Koller H, Zitt E, Staudacher G, Neyer U, Mayer G, Rosenkranz A R
Klinische Abteilung für Nephrologie, Universitätsklinik für Innere Medizin, Leopold-Franzens-Universität, Innsbruck, Austria.
Clin Nephrol. 2004 May;61(5):337-43. doi: 10.5414/cnp61337.
Parathyroidhormone (PTH) measurement is important in the evaluation of bone disease in patients with chronic renal failure. Large carboxyl-terminal PTH fragments (C-PTH) cross-react with second-generation PTH assays, lead to an overestimation of biologically active PTH, and are evaluated by a combination of second- and third-generation PTH assays. The aim of our study was to examine whether the use of 4 different PTH assays of putatively same specificity leads to comparable results detecting C-PTH fragments.
In 70 chronic dialysis patients, total PTH and PTH(1-84) were measured in parallel by 4 novel PTH assays (Nichols Advantage Intact PTH and Bio-Intact PTH Chemiluminescence Assay, Nichols Institute Diagnostics, USA, DUO Total and CAP PTH IRMA, Scantibodies Laboratory, USA). The C-PTH concentration was quantitated by subtracting PTH(1-84) from total PTH. Consecutively, the PTH(1-84)/C-PTH ratio was calculated.

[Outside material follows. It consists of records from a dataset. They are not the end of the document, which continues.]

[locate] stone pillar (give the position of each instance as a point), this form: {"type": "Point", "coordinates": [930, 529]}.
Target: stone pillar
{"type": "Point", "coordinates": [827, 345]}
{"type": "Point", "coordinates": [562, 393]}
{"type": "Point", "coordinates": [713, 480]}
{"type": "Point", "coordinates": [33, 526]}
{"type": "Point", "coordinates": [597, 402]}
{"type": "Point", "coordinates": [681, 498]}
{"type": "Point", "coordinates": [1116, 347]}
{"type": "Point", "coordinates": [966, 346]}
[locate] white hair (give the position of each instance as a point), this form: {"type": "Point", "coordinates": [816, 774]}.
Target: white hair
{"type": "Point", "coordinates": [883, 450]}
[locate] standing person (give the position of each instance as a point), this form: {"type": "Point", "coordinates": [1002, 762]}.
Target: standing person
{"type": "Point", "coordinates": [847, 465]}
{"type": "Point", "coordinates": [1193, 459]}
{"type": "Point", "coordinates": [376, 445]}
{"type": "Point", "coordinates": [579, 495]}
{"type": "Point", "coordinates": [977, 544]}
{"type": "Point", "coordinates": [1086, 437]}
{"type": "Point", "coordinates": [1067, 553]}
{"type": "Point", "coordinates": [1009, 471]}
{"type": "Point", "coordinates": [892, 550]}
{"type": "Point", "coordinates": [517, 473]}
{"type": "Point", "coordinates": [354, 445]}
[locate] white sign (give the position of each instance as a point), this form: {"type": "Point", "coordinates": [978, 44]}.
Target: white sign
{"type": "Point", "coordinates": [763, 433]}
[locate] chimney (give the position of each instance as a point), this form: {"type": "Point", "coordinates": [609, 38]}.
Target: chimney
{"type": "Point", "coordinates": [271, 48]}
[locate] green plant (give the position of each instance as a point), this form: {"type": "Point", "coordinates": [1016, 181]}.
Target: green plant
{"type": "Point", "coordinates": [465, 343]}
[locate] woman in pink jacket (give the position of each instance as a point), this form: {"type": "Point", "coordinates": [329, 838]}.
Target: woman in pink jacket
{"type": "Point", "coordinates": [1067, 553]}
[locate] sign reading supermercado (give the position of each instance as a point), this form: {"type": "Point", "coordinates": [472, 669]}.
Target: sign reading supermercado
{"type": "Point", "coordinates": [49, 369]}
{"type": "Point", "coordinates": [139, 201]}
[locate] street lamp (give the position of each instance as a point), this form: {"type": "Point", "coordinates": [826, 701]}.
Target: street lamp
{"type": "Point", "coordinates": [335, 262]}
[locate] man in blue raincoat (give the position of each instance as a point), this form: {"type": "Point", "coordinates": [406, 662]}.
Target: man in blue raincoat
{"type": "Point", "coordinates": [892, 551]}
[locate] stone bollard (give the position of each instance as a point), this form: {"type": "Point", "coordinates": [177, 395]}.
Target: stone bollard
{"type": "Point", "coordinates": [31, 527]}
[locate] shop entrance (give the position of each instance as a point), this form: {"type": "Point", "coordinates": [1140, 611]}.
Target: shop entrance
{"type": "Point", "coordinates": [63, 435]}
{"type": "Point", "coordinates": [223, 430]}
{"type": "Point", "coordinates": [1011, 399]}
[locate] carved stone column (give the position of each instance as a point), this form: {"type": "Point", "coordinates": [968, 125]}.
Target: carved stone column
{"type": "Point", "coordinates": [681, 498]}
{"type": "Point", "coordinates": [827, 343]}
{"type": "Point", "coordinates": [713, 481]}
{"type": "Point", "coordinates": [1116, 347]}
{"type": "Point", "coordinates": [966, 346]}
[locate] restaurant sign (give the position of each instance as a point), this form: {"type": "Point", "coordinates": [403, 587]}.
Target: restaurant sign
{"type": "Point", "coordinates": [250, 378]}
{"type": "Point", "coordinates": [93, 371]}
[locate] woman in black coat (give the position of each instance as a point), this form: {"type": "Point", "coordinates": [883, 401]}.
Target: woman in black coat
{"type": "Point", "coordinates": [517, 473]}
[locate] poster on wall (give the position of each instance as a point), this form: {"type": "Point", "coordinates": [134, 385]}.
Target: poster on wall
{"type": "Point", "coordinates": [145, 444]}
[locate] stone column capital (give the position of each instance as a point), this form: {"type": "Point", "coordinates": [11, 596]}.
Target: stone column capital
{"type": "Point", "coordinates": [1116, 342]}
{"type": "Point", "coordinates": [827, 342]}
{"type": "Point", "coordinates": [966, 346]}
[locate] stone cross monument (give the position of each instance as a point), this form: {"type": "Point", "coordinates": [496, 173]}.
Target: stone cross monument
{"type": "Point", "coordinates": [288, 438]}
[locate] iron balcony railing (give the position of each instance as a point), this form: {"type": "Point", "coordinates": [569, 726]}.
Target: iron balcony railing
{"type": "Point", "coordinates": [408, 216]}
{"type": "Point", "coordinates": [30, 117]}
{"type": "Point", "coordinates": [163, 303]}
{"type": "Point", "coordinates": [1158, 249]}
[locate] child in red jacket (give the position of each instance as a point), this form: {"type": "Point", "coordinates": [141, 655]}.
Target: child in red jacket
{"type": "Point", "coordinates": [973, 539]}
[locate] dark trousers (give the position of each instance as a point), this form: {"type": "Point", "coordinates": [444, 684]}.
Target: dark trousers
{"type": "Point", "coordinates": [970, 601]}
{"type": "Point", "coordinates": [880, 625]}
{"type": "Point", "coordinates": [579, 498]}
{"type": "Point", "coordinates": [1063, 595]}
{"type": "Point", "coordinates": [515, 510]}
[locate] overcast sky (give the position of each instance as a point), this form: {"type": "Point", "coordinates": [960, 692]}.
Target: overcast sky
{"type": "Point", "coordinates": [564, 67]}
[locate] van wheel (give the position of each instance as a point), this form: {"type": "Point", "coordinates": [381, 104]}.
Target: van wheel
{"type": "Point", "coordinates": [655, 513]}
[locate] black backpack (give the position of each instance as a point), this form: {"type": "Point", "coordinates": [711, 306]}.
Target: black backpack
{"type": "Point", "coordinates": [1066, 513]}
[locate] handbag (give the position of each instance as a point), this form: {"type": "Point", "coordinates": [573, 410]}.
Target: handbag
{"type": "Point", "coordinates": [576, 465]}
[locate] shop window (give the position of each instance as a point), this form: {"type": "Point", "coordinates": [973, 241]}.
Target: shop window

Nichols Intact PTH and DUO Total PTH assays were highly correlated (r = 0.985), as well as Nichols Bio-Intact and DUO CAP assays (r = 0.984). However, total PTH values measured by the Nichols assay were 30% higher (median (range): 185 (9.9 - 2,332) versus 130 (2.3 - 1,271.1) pg/ml, p < 0.01). PTH(1-84) values, measured by the Nichols Bio-Intact PTH assay were 8% higher compared to the Scantibodies CAP assay (median (range): 79.6 (7.5 - 1,060.9) versus 73.7 (4.4 - 918.9) pg/ml, p = NS). Thirty-six patients had a ratio < 1 measured by the Nichols assays, whereas only 8 patients showed the same ratio when measured by the Scantibodies assays. In 28 patients (40%), contradictory PTH(1-84)/C-PTH ratios were found, showing a ratio < 1 when measured by the Nichols assays, but > 1 when the Scantibodies assays were used.
In conclusion, our results suggest that the PTH(1-84)/C-PTH ratio cannot be equally used as a predictor of bone turnover when different PTH assays are used. Depending on those assays, differences in total PTH values mathematically lead to varying amounts of C-PTH fragments resulting in variable, even contradictory PTH(1-84)/C-PTH ratios.
甲状旁腺激素(PTH)检测对于评估慢性肾衰竭患者的骨病至关重要。大的羧基末端PTH片段(C-PTH)与第二代PTH检测方法存在交叉反应,导致对生物活性PTH的高估,需通过第二代和第三代PTH检测方法联合评估。我们研究的目的是检验使用4种假定特异性相同的不同PTH检测方法检测C-PTH片段时是否能得到可比的结果。
对70例慢性透析患者,采用4种新型PTH检测方法(美国Nichols Institute Diagnostics公司的Nichols Advantage完整PTH和生物完整PTH化学发光检测法,美国Scantibodies Laboratory公司的DUO总PTH和CAP PTH免疫放射分析)同时检测总PTH和PTH(1 - 至84)。通过从总PTH中减去PTH(1 - 至84)来定量C-PTH浓度。随后,计算PTH(1 - 至84)/C-PTH比值。
Nichols完整PTH检测法与DUO总PTH检测法高度相关(r = 0.985),Nichols生物完整PTH检测法与DUO CAP检测法也高度相关(r = 0.984)。然而,Nichols检测法测得的总PTH值高30%(中位数(范围):185(9.9 - 2332)对130(2.3 - 1271.1)pg/ml,p < 0.01)。Nichols生物完整PTH检测法测得的PTH(1 - 至84)值比Scantibodies CAP检测法高8%(中位数(范围):79.6(7.5 - 1060.9)对73.7(4.4 - 918.9)pg/ml,p = 无显著差异)。36例患者经Nichols检测法测得的比值<1,而经Scantibodies检测法测得相同比值的患者仅8例。在28例患者(40%)中,发现PTH(1 - 至84)/C-PTH比值相互矛盾:经Nichols检测法测得的比值<1,但使用Scantibodies检测法时>1。
总之,我们的结果表明,当使用不同的PTH检测方法时,PTH(1 - 至84)/C-PTH比值不能同等地用作骨转换的预测指标。取决于这些检测方法,总PTH值的差异在数学上导致不同数量的C-PTH片段,从而产生可变的、甚至相互矛盾的PTH(1 - 至84)/C-PTH比值。